Ustalając przebieg zdarzenia z dnia 24 kwietnia 2010 roku Sąd oparł się – o czym była już mowa - na znajdujących się w akta Sądu Rejonowego w N. w sprawie II 1 K 1239/10 zeznaniach świadków: M. K. (1) ( k. 128, 186-187, k. 20/2 ), S. Z. ( k. 186-187 i k. 17/2 ), W. S. ( k. 32/2 i k. 128-129 ), M. S. ( k. 180 ) i E. W. ( k. 127 ), które co do istotnych szczegółów były korespondujące i wiarygodne.

Ponownego podkreślenia wymaga to, że osoby te zeznawały w krótkim przedziale czasowym licząc od zdarzenia z 24 kwietnia 2010 roku, stąd zdaniem Sączu orzekającego w niniejszej sprawie dysponowały wówczas pełną wiedzą co do okoliczności zdarzenia.

Obecnie, tj. po około 4 latach od zdarzenia z 24 kwietnia 2010 roku zeznania tych osób ( gdyby je ponownie przesłuchać ) pozbawione byłyby z pewnością szczegółowości.

Dlatego przesłuchiwanie tych osób nie było celowe.

Z braku wyraźnego wniosku stron nie było także podstaw do przesłuchiwania w niniejszym postępowaniu w charakterze świadka P. L. (1).

Zgodnie z art. 232 k.p.c. to strony są obowiązane wskazywać dowody dla stwierdzenia faktów, z których wywodzą skutki prawne.

Sąd nie znalazł zaś podstaw do prowadzenia takiego dowodu z urzędu, gdyż w okolicznościach niniejszej sprawy mogłoby to prowadzić do naruszenia prawa do bezstronnego sądu i odpowiadającego mu obowiązku przestrzegania zasady równego traktowania stron - art. 32 ust. 1 i art. 45 ust. 1 Konstytucji RP (tak: wyroki SN: z dnia 12 grudnia 2000 r., V CKN 175/00, publ. OSP 2001, z. 7-8, poz. 116; z dnia 3 kwietnia 2003 r., II PK 223/02, publ. Lex nr 190750).

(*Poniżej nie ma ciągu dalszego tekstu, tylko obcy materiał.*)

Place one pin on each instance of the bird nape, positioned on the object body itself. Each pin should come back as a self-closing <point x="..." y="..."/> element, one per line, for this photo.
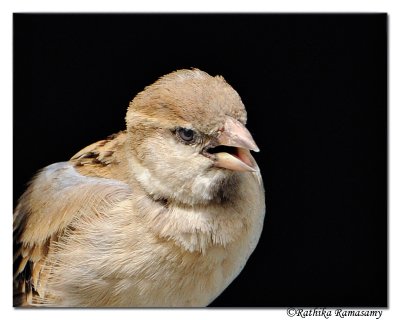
<point x="163" y="214"/>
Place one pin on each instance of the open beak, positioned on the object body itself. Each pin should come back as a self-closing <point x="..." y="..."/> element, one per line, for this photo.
<point x="233" y="148"/>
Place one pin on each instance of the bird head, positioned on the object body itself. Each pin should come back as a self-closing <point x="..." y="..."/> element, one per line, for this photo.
<point x="187" y="140"/>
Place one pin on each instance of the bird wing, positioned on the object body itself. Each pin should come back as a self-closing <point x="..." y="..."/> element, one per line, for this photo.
<point x="57" y="196"/>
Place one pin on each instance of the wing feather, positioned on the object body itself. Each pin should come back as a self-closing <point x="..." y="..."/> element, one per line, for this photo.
<point x="57" y="196"/>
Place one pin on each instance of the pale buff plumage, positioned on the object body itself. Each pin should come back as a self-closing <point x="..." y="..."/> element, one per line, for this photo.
<point x="143" y="219"/>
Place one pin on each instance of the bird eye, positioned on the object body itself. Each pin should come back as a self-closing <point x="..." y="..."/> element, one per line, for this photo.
<point x="186" y="134"/>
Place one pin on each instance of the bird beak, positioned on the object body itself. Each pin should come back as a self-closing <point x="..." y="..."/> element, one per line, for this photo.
<point x="235" y="134"/>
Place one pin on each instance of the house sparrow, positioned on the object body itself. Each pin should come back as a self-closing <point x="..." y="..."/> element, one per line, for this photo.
<point x="163" y="214"/>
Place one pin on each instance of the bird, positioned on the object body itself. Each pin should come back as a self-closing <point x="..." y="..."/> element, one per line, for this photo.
<point x="165" y="213"/>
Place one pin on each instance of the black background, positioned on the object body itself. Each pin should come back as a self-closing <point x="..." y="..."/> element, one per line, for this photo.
<point x="315" y="90"/>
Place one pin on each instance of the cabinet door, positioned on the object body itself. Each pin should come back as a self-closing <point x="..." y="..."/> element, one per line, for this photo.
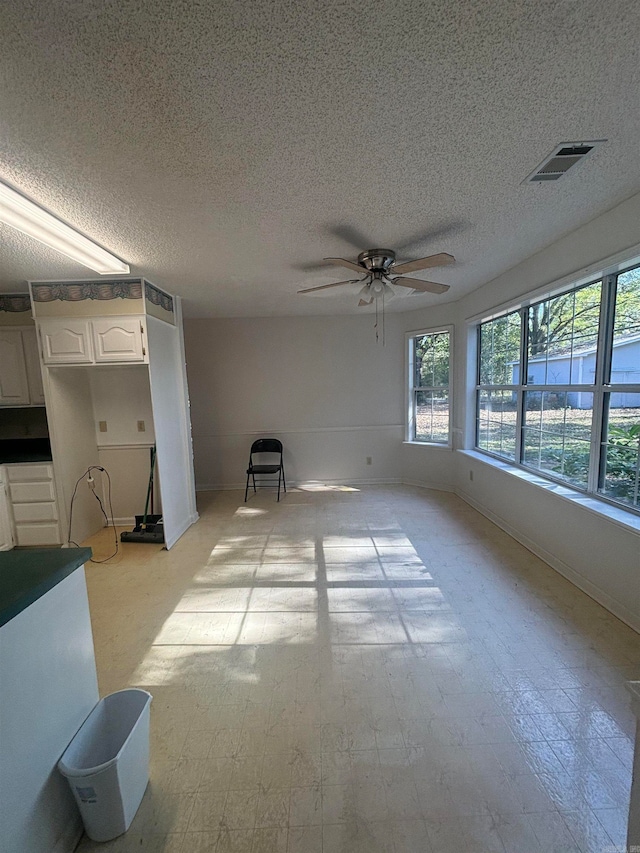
<point x="14" y="388"/>
<point x="6" y="539"/>
<point x="65" y="341"/>
<point x="34" y="372"/>
<point x="118" y="339"/>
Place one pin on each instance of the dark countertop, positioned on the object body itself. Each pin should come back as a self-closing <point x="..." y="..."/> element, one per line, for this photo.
<point x="24" y="450"/>
<point x="25" y="576"/>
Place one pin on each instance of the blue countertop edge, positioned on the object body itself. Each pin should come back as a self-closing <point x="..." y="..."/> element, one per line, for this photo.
<point x="25" y="576"/>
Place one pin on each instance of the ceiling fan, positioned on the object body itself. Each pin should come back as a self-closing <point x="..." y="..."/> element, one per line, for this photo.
<point x="378" y="266"/>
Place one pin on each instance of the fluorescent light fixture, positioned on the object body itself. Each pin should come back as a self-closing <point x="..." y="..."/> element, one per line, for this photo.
<point x="26" y="216"/>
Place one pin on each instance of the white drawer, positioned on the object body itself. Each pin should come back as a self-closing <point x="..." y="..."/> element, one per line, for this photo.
<point x="25" y="513"/>
<point x="28" y="473"/>
<point x="31" y="492"/>
<point x="38" y="534"/>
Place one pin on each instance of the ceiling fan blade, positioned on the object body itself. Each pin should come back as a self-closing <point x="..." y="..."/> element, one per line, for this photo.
<point x="441" y="260"/>
<point x="324" y="286"/>
<point x="350" y="265"/>
<point x="424" y="286"/>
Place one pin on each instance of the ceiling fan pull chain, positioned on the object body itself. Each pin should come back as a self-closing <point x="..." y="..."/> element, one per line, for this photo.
<point x="376" y="323"/>
<point x="384" y="342"/>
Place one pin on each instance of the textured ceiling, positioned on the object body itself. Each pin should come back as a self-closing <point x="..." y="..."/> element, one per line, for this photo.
<point x="223" y="148"/>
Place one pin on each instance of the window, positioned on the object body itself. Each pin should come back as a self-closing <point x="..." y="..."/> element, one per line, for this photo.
<point x="558" y="387"/>
<point x="429" y="387"/>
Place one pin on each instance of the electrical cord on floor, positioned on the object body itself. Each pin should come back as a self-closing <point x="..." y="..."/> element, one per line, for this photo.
<point x="92" y="486"/>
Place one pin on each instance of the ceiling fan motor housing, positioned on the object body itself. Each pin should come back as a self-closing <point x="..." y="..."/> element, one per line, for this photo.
<point x="377" y="260"/>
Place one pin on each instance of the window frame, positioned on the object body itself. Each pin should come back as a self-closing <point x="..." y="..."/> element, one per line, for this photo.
<point x="601" y="389"/>
<point x="411" y="389"/>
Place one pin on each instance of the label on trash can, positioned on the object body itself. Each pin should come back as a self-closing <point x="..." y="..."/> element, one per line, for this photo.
<point x="87" y="795"/>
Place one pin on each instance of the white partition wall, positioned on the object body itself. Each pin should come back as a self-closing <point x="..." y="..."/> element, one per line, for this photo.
<point x="74" y="447"/>
<point x="171" y="423"/>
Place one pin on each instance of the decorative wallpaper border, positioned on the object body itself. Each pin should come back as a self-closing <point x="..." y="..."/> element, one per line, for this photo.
<point x="158" y="297"/>
<point x="78" y="291"/>
<point x="15" y="303"/>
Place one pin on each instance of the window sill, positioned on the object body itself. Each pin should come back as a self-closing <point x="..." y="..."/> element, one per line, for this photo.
<point x="428" y="444"/>
<point x="628" y="520"/>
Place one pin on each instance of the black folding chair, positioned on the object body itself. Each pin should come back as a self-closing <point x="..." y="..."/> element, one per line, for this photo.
<point x="265" y="445"/>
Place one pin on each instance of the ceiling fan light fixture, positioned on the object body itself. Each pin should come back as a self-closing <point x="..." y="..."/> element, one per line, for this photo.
<point x="28" y="217"/>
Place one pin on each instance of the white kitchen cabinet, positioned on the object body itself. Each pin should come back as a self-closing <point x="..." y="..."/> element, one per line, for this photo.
<point x="118" y="339"/>
<point x="32" y="495"/>
<point x="32" y="362"/>
<point x="66" y="341"/>
<point x="99" y="340"/>
<point x="14" y="386"/>
<point x="6" y="535"/>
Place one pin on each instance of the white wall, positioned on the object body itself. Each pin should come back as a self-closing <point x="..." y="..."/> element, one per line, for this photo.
<point x="170" y="411"/>
<point x="122" y="396"/>
<point x="334" y="397"/>
<point x="320" y="384"/>
<point x="74" y="448"/>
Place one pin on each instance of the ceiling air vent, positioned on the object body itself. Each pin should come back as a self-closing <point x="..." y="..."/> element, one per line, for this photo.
<point x="561" y="159"/>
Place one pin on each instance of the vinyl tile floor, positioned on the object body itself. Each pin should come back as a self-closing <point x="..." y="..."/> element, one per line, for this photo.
<point x="379" y="670"/>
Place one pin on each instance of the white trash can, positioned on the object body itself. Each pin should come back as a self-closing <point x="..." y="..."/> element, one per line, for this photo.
<point x="107" y="763"/>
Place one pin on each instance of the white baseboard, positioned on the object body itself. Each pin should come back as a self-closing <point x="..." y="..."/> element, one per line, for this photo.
<point x="234" y="487"/>
<point x="439" y="487"/>
<point x="70" y="837"/>
<point x="611" y="604"/>
<point x="184" y="525"/>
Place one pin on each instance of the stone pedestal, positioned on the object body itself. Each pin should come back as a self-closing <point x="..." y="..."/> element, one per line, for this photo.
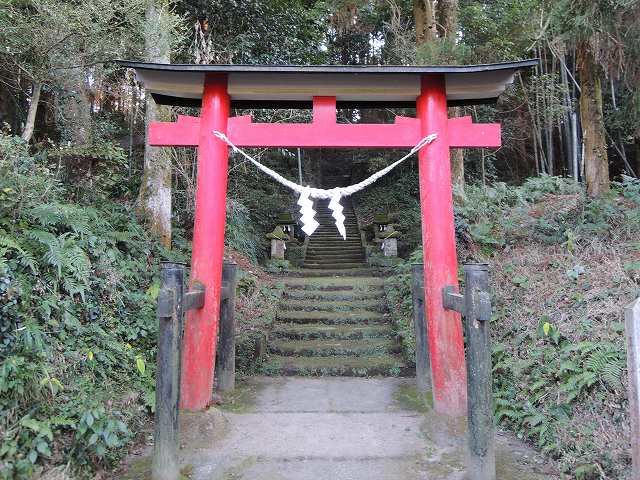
<point x="390" y="247"/>
<point x="277" y="249"/>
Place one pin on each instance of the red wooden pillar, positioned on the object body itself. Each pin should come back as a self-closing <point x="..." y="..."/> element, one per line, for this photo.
<point x="446" y="344"/>
<point x="201" y="325"/>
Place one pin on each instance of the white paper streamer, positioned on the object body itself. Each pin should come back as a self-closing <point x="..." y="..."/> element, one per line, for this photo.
<point x="336" y="208"/>
<point x="309" y="223"/>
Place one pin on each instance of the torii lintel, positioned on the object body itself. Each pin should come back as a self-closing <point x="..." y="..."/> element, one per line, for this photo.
<point x="324" y="132"/>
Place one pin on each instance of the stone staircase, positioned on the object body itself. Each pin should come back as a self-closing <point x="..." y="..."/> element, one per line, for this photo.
<point x="333" y="318"/>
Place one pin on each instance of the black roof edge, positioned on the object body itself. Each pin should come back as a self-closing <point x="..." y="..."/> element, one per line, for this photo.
<point x="288" y="104"/>
<point x="387" y="69"/>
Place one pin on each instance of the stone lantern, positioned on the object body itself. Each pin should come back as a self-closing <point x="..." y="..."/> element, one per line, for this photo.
<point x="278" y="239"/>
<point x="386" y="235"/>
<point x="287" y="222"/>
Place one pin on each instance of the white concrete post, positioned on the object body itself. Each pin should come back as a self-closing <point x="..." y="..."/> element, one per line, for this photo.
<point x="390" y="247"/>
<point x="277" y="249"/>
<point x="632" y="319"/>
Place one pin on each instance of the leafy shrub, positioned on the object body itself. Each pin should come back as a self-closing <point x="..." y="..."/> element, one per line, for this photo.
<point x="563" y="267"/>
<point x="77" y="320"/>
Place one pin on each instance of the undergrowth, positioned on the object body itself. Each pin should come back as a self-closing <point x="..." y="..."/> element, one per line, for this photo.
<point x="563" y="267"/>
<point x="78" y="284"/>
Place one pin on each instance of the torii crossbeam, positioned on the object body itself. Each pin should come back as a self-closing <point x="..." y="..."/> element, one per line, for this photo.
<point x="217" y="88"/>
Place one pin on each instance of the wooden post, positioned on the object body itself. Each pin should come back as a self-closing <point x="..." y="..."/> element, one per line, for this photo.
<point x="201" y="325"/>
<point x="170" y="306"/>
<point x="446" y="347"/>
<point x="482" y="457"/>
<point x="226" y="363"/>
<point x="423" y="367"/>
<point x="632" y="319"/>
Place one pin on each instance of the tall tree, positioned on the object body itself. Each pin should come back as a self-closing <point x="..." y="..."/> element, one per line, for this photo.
<point x="425" y="21"/>
<point x="154" y="198"/>
<point x="447" y="15"/>
<point x="596" y="162"/>
<point x="593" y="28"/>
<point x="54" y="43"/>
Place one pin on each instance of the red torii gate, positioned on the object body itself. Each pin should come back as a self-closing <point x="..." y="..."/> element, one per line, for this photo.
<point x="216" y="88"/>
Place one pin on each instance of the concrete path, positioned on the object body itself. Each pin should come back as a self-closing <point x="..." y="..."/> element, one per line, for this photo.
<point x="333" y="428"/>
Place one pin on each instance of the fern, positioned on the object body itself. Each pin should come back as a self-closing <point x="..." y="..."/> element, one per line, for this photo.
<point x="608" y="363"/>
<point x="24" y="257"/>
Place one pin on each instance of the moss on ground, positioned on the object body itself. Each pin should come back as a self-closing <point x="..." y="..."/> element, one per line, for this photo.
<point x="409" y="398"/>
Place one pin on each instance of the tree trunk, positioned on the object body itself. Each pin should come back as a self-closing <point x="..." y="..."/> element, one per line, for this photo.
<point x="448" y="19"/>
<point x="154" y="198"/>
<point x="448" y="25"/>
<point x="424" y="17"/>
<point x="27" y="133"/>
<point x="596" y="163"/>
<point x="74" y="108"/>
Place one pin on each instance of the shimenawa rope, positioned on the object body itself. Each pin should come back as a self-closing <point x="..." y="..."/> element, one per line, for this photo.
<point x="309" y="224"/>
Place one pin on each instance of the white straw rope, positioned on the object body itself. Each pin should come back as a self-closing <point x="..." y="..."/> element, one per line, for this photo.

Udział P. L. (1) w zdarzeniu z dnia 24 kwietnia 2010 roku został zaś przez Sąd orzekający w niniejszej sprawie zbadany w oparciu o materiał dowodowy ze sprawy II1 K 1239/10 i oceniony przy zastosowaniu reguł z art. 233 § 1 k.p.c.

Ramy swobodnej oceny dowodów (art. 233 § 1 k.p.c. ) wyznaczone są wymaganiami prawa procesowego, doświadczenia życiowego oraz regułami logicznego myślenia, według których sąd w sposób bezstronny, racjonalny i wszechstronny rozważa materiał dowodowy jako całość, dokonuje wyboru określonych środków dowodowych i ważąc ich moc oraz wiarygodność, odnosi je do pozostałego materiału dowodowego ( tak: wyrok SN z dnia 10 czerwca 1999 r., II UKN 685/98, publ. LEX nr 41437 ).

W ocenie Sądu brak podstaw do kwestionowania powyższych ustaleń.

Sąd zważył, co następuje:

Powództwo E. W. nie zasługuje na uwzględnienie i podlega oddaleniu.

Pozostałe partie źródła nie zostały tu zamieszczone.